There are currently several clinical trials investigating the use of monoclonal antibodies to inhibit GM-CSF or GM-CSFR in patients with various diseases. In a completed phase IIb study, a 24-week treatment with mavrilimumab, a human monoclonal antibody targeting the GM-CSFR a-chain, significantly reduced rheumatoid arthritis disease activity compared to placebo [136]. Moreover, GSK3196165, a human monoclonal antibody inhibiting GM-CSF, has also shown evidence of rapid favorable clinical responses in a phase Ib/IIa trial of patients with moderate RA [137]. In addition, it was demonstrated that GM-CSF neutralization with lenzilumab results in the reduction of neuro-inflammation and cytokine release syndrome in a primary acute lymphoblastic leukemia patient-derived xenograft model following chimeric antigen receptor T-cell therapy [138]. Furthermore, a phase ΙΙΙ trial is underway, investigating the potential use of lenzilumab to improve the likelihood of ventilator-free survival beyond standard supportive care, in hospitalized patients with severe SARS-CoV-2 [139]. Along the same line, recent evidence from studies of human and transplant mouse melanomas implicate CSF1 induction as a CD8+ T-cell–dependent adaptive resistance mechanism and demonstrate that simultaneous CSF1R targeting might be beneficial in melanomas refractory to immune checkpoint blockade and potentially, in other T-cell–based therapies [140]. Future findings from those ongoing trials and studies could provide insight into the potential use of GM-CSF-targeted therapies for the treatment of patients with HCC. Finally, subsets of tumor-associated innate immune cells, macrophages and neutrophils in particular, suppress the cytotoxic activity of innate and adaptive immune cells and interact with tumor cells to promote tumor growth and metastasis, suggesting that selectively targeting these sub-populations of TAMs and TANs holds therapeutic promise in treating metastatic disease [141].

8. Conclusions

Monocytes are highly adaptive cells that are influenced by the cytokine-chemokine milieu and are subsequently transformed by signals encountered upon entry into a tissue niche. Due to myeloid cell complexity and diversity, we are still far from understanding the complete set of internal and external signals that are sufficient to establish any particular monocyte-macrophage phenotype in the TME. Given the pro-metastatic role of monocytes in HCC, these shifts seem to have functional outcomes influencing disease state, rather than being simply epiphenomenal markers of the tumor and systemic environment.
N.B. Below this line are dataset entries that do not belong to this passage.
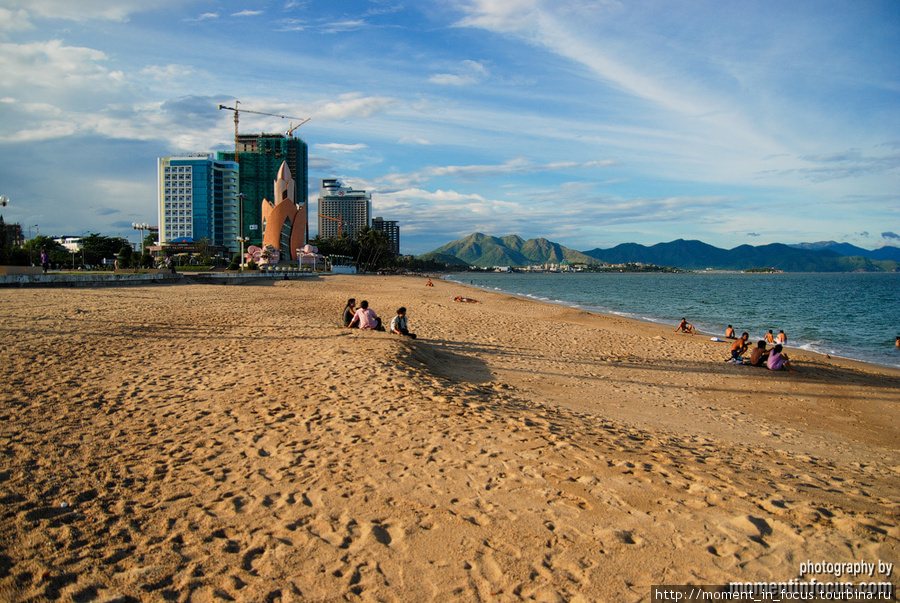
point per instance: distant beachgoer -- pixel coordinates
(367, 319)
(778, 361)
(759, 355)
(685, 327)
(739, 347)
(349, 311)
(399, 324)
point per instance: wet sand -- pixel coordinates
(206, 443)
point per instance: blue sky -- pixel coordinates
(588, 122)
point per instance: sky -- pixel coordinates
(587, 122)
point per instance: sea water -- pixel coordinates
(851, 315)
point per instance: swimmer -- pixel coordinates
(685, 327)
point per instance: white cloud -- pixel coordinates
(350, 106)
(341, 148)
(168, 73)
(342, 26)
(469, 73)
(13, 20)
(467, 172)
(415, 140)
(86, 10)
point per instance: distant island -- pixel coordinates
(484, 251)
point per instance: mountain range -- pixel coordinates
(828, 256)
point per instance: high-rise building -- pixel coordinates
(260, 157)
(391, 229)
(342, 209)
(198, 199)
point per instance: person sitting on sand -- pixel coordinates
(367, 319)
(349, 311)
(759, 355)
(739, 347)
(399, 324)
(685, 327)
(778, 361)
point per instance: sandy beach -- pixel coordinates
(234, 443)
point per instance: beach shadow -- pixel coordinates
(441, 362)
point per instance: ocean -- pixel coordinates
(850, 315)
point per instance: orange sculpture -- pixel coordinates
(284, 221)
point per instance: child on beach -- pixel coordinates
(685, 327)
(759, 355)
(778, 361)
(739, 347)
(366, 318)
(349, 311)
(399, 324)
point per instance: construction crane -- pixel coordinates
(290, 132)
(236, 111)
(339, 220)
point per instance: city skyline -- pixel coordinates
(590, 123)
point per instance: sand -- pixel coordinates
(206, 443)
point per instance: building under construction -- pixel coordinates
(260, 156)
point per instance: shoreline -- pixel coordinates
(235, 442)
(651, 320)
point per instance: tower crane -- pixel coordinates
(237, 111)
(290, 132)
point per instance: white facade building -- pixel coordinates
(342, 209)
(198, 198)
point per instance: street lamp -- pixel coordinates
(142, 227)
(241, 238)
(31, 247)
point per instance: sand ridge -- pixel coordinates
(199, 443)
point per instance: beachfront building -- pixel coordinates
(260, 157)
(198, 199)
(391, 229)
(284, 224)
(342, 210)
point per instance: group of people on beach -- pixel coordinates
(366, 319)
(774, 359)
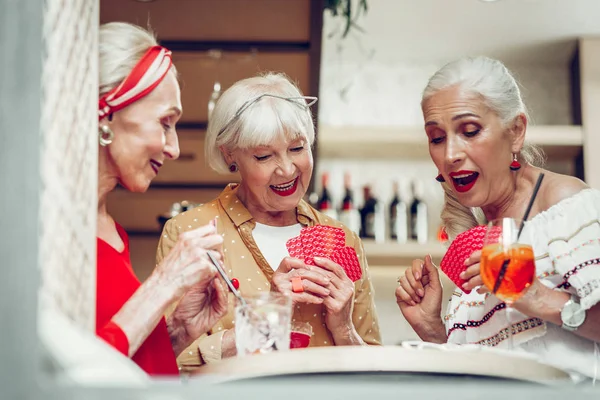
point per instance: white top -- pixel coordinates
(271, 241)
(566, 243)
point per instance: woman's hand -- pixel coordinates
(315, 283)
(339, 303)
(201, 307)
(188, 264)
(472, 274)
(419, 297)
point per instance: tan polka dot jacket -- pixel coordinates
(244, 261)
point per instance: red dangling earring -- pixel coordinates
(515, 165)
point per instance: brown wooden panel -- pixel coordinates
(198, 74)
(232, 20)
(191, 167)
(140, 211)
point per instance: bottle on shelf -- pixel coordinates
(372, 219)
(398, 221)
(367, 215)
(325, 203)
(348, 213)
(418, 216)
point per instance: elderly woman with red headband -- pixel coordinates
(138, 108)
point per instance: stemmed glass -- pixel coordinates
(507, 265)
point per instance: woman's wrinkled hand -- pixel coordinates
(419, 296)
(339, 303)
(315, 283)
(188, 264)
(472, 274)
(201, 307)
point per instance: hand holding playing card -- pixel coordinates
(313, 283)
(462, 247)
(327, 242)
(339, 303)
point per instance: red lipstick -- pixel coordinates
(464, 180)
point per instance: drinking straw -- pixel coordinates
(527, 211)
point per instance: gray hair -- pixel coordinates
(244, 117)
(121, 47)
(491, 80)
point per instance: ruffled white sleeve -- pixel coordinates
(570, 231)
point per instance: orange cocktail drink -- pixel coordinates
(519, 269)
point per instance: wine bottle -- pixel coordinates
(367, 214)
(325, 204)
(418, 216)
(348, 213)
(398, 222)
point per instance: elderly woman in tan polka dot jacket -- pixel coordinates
(263, 128)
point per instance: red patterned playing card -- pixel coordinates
(321, 241)
(346, 257)
(294, 246)
(461, 248)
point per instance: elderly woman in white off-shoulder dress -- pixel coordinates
(476, 123)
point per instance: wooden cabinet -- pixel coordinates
(198, 73)
(216, 20)
(191, 169)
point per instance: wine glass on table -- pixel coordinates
(507, 265)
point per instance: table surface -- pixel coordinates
(387, 362)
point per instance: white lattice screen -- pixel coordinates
(69, 147)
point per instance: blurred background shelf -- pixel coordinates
(401, 254)
(366, 142)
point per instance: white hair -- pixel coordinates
(239, 121)
(121, 47)
(493, 82)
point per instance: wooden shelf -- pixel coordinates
(410, 142)
(401, 254)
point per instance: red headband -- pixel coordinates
(142, 79)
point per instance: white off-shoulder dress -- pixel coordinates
(566, 242)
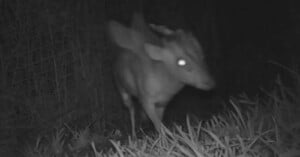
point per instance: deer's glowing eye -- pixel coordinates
(181, 62)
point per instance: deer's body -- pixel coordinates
(153, 69)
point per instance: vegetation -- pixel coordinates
(57, 97)
(267, 127)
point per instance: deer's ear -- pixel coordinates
(154, 52)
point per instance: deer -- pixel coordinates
(154, 64)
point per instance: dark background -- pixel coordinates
(56, 58)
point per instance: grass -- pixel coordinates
(268, 126)
(56, 90)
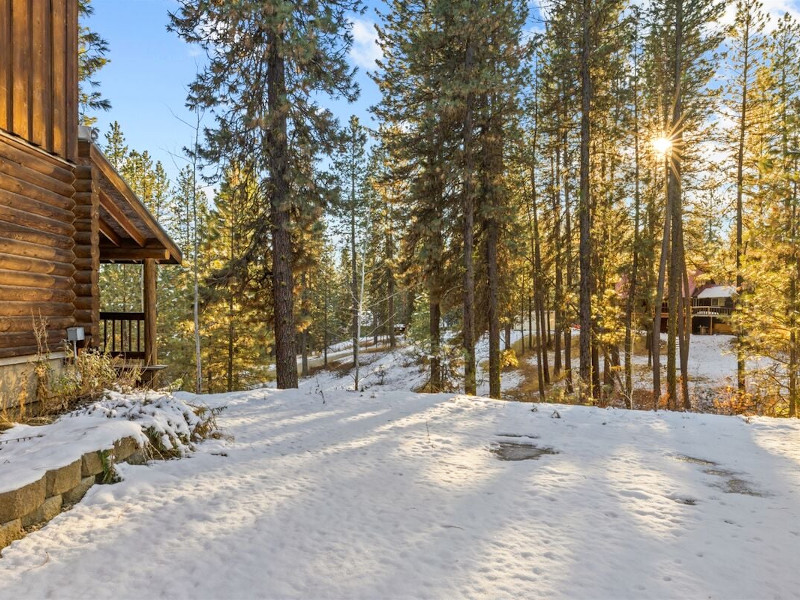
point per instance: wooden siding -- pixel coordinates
(87, 253)
(39, 73)
(36, 247)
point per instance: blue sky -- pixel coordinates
(150, 68)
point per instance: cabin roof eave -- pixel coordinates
(133, 233)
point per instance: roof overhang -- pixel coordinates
(129, 233)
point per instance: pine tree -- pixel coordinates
(92, 56)
(267, 63)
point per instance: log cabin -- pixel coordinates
(64, 210)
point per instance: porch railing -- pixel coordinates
(708, 311)
(123, 334)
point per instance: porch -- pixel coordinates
(115, 227)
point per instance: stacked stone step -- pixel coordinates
(38, 502)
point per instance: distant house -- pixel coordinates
(712, 306)
(64, 210)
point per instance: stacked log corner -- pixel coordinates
(37, 259)
(39, 73)
(87, 249)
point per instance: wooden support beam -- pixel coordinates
(125, 254)
(149, 302)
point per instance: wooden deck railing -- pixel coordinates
(715, 311)
(123, 334)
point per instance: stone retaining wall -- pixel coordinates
(32, 505)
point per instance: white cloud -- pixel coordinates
(365, 50)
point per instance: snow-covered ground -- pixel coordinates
(325, 493)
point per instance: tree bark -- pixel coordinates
(280, 205)
(585, 243)
(468, 324)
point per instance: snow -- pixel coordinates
(27, 452)
(325, 493)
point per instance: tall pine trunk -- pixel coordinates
(585, 243)
(740, 359)
(630, 304)
(282, 278)
(468, 324)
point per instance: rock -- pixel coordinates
(137, 458)
(63, 479)
(49, 509)
(10, 531)
(124, 448)
(91, 464)
(77, 493)
(20, 502)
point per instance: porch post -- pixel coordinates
(150, 344)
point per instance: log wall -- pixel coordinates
(37, 257)
(87, 253)
(39, 73)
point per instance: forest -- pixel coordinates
(571, 171)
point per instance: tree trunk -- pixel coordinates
(494, 316)
(740, 358)
(435, 338)
(585, 250)
(282, 278)
(468, 324)
(570, 270)
(231, 328)
(655, 338)
(630, 305)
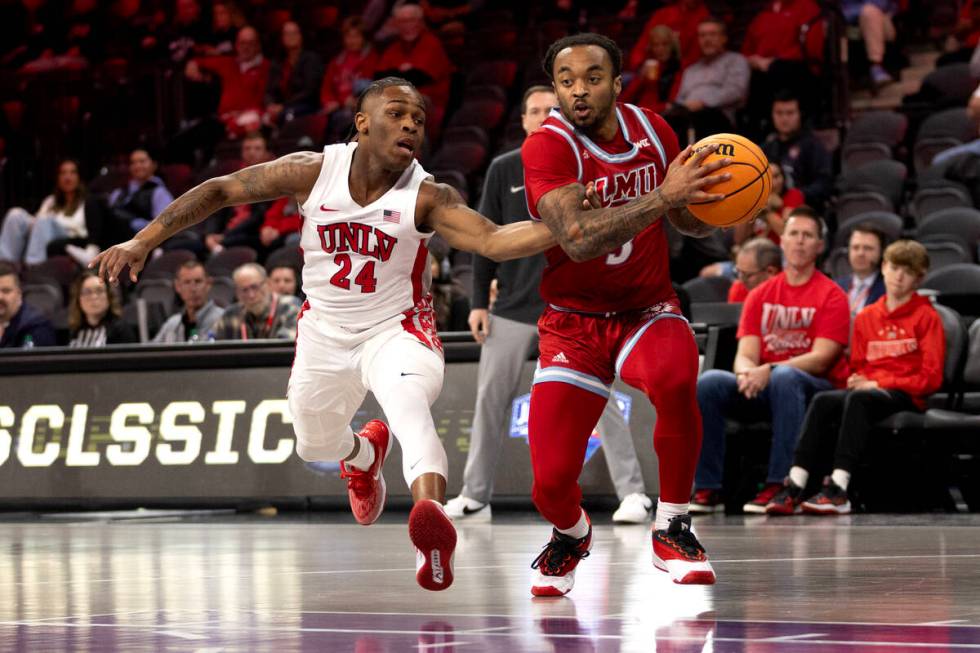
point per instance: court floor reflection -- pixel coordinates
(166, 582)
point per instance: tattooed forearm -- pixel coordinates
(687, 224)
(585, 235)
(293, 174)
(193, 206)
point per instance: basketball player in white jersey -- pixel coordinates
(369, 208)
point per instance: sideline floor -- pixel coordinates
(169, 582)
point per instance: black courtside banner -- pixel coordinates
(166, 435)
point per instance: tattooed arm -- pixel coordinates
(442, 209)
(294, 174)
(586, 235)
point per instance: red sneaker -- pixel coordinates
(434, 537)
(757, 506)
(366, 489)
(557, 562)
(678, 552)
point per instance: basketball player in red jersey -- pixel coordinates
(611, 307)
(368, 308)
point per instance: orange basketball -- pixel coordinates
(748, 189)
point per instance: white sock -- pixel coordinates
(666, 512)
(579, 530)
(841, 478)
(365, 456)
(798, 476)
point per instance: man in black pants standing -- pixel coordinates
(510, 336)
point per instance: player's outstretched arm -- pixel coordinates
(463, 228)
(584, 235)
(293, 174)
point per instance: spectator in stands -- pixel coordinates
(783, 44)
(65, 215)
(657, 81)
(874, 17)
(418, 56)
(683, 18)
(294, 80)
(712, 88)
(244, 79)
(791, 338)
(195, 323)
(143, 197)
(805, 163)
(186, 33)
(897, 358)
(347, 75)
(757, 261)
(865, 284)
(243, 224)
(94, 314)
(259, 313)
(226, 20)
(21, 325)
(285, 280)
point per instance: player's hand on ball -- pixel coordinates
(111, 262)
(688, 175)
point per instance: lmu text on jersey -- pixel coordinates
(626, 186)
(356, 237)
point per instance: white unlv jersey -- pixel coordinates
(364, 264)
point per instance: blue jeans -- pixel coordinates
(25, 236)
(784, 400)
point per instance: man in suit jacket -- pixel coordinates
(864, 285)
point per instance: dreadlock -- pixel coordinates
(587, 38)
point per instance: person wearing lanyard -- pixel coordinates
(865, 285)
(259, 313)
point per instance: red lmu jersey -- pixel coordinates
(637, 275)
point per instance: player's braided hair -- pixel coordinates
(586, 38)
(376, 87)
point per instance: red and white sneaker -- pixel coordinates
(366, 488)
(757, 506)
(556, 563)
(434, 537)
(678, 552)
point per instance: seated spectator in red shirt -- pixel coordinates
(658, 79)
(791, 339)
(244, 79)
(226, 20)
(757, 261)
(347, 75)
(294, 80)
(683, 17)
(897, 357)
(784, 47)
(418, 56)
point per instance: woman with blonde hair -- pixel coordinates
(94, 314)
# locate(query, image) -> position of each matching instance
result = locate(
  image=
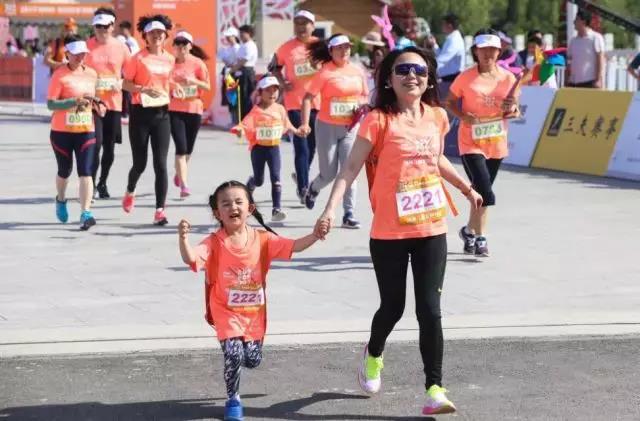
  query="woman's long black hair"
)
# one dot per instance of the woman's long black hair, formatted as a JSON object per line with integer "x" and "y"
{"x": 318, "y": 51}
{"x": 385, "y": 97}
{"x": 213, "y": 201}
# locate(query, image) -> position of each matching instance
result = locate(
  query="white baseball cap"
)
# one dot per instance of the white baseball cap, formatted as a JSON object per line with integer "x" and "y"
{"x": 184, "y": 35}
{"x": 153, "y": 25}
{"x": 103, "y": 19}
{"x": 339, "y": 40}
{"x": 265, "y": 82}
{"x": 76, "y": 47}
{"x": 306, "y": 14}
{"x": 231, "y": 32}
{"x": 487, "y": 40}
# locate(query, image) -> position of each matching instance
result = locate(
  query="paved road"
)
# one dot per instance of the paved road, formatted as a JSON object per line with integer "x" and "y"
{"x": 513, "y": 379}
{"x": 564, "y": 260}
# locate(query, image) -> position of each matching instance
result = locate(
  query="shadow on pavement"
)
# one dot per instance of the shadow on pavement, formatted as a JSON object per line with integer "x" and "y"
{"x": 188, "y": 409}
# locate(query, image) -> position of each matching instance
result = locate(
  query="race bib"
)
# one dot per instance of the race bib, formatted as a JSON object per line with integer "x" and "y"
{"x": 343, "y": 107}
{"x": 303, "y": 69}
{"x": 421, "y": 200}
{"x": 246, "y": 298}
{"x": 269, "y": 135}
{"x": 78, "y": 122}
{"x": 491, "y": 131}
{"x": 148, "y": 101}
{"x": 105, "y": 84}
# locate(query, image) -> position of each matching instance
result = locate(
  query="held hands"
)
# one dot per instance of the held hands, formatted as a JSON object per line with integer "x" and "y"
{"x": 184, "y": 227}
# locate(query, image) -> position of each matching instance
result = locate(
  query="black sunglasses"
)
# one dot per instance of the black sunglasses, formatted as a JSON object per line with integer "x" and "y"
{"x": 404, "y": 69}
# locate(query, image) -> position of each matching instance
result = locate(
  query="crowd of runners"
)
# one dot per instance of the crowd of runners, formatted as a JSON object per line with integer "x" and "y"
{"x": 391, "y": 120}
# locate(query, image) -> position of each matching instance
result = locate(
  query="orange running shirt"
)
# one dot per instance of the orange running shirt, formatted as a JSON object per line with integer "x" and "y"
{"x": 107, "y": 60}
{"x": 293, "y": 55}
{"x": 65, "y": 84}
{"x": 407, "y": 197}
{"x": 192, "y": 103}
{"x": 342, "y": 90}
{"x": 150, "y": 71}
{"x": 238, "y": 304}
{"x": 266, "y": 126}
{"x": 483, "y": 97}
Broadening our knowledge on how different signaling pathways regarding the recruitment and differentiation of monocytes interact with lineage-determining transcription factors, and how these factors interact with the overlaid differentiation factors within blood and tissue in cancer, might potentially enable us to intervene and define cell fate or phenotype for therapeutic purposes. Thus, insight into intra- and inter-cellular crosstalk may better showcase the role of monocytes and macrophages in tumor immunity. Some of these cells hinder tumor growth and are essential in effective tumor therapies, particularly immunotherapy. Such a delicate balance argues against systemic elimination of cells using a generic cell-type marker. It should also be emphasized that myeloid cells crosstalk with each other, and in many instances when one cell-type is removed (TAMs), there may be a subsequent increase of another (TANs). These complex cellular interactions within the TME, as well as those between the acquired and innate immune systems, although incompletely understood, should be at the forefront of future investigation, as immunotherapy is undoubtedly promising. A better understanding of the mechanisms and axes controlling tumor context-specific monocytes and tissue-resident macrophage phenotypes, is essential for the rational development of methods that can favorably alter their functions in HCC.